Queste le evidenze di scenario presentate da Denis Pantini, Responsabile Agroalimentare Nomisma in occasione dell’evento “Industria dei beni di consumo ed evoluzione del contesto competitivo. Strumenti e soluzioni per la trasformazione digitale” organizzato da IBC, l’Associazione delle Industrie dei Beni di Consumo.

Le sfide future per la filiera del Largo Consumo

Nel prossimo futuro l’”inverno demografico” in cui è entrata l’Italia porterà inesorabilmente a cambiamenti sui consumi (anche a livello quantitativo) obbligando così le imprese a guardare sempre di più all’export malgrado un contesto geopolitico fortemente instabile e orientato a politiche protezioniste.

In questo scenario, l’innovazione digitale rappresenta non solo una sfida, ma soprattutto un’opportunità per rispondere concretamente alle evoluzioni del mercato.
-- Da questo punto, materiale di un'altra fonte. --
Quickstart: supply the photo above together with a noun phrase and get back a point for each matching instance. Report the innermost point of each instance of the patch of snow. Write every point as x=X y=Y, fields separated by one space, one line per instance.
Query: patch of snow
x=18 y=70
Oggi, però, sono soprattutto le imprese del settore alimentare a evidenziare una carenza nelle competenze interne per lo sviluppo della digitalizzazione, fattore che diventa strategico per le PMI del largo consumo sempre più strette tra un mercato interno saturo e in progressivo ridimensionamento e limiti strutturali e dimensionali necessari ad una maggior internazionalizzazione.

Il focus sull’Emilia-Romagna

Relativamente all’Emilia-Romagna, a fronte di 250 miliardi di euro di fatturato a livello nazionale, sono 47 i miliardi prodotti in regione, dove le oltre 4.700 imprese attive occupano circa 67 mila addetti per un valore aggiunto di quasi 7 miliardi di euro (il 17% del valore aggiunto generato dall’intero settore manifatturiero regionale).

Guardando alle performance, negli ultimi cinque anni il fatturato e il valore aggiunto sono cresciuti di oltre il 35%, per quanto tale aumento non sia stato “trasversale” tra tutte le imprese del settore. Mentre quelle medie (10-50 milioni di euro di fatturato) e grandi (oltre 50 milioni) hanno registrato crescite oltre la media del settore, quelle più piccole (sotto i 2 milioni di euro) hanno subito una riduzione nel fatturato di oltre il 10%.

La divergenza nei risultati economici ottenuti deriva anche dal diverso grado di internazionalizzazione che a sua volta è collegato alle dimensioni delle imprese: a fronte di un calo di fatturato delle piccole e piccolissime aziende del largo consumo, quelle medio-grandi hanno anche potuto contare su un mercato estero che ha portato ad una crescita del valore dell’export regionale del 54% in 5 anni, sebbene i dazi USA rendano più incerto lo scenario commerciale internazionale.

Per quanto l’Unione Europea rappresenti la prima area di sbocco dei prodotti di largo consumo emiliano-romagnoli (57% dell’export di settore), gli Stati Uniti incidono per oltre il 10%, con punte fino al 22% nel caso delle bevande e del 15% per i prodotti lattiero-caseari. Ed essendo la regione rinomata per le proprie produzioni Dop e Igp, sono questi ultimi prodotti ad esprimere la maggior incidenza del mercato statunitense sulle proprie esportazioni che arriva fino al 30% dei volumi esportati nel caso del Prosciutto di Parma e dell’Aceto Balsamico di Modena, passando per un 23% nel caso del Parmigiano Reggiano.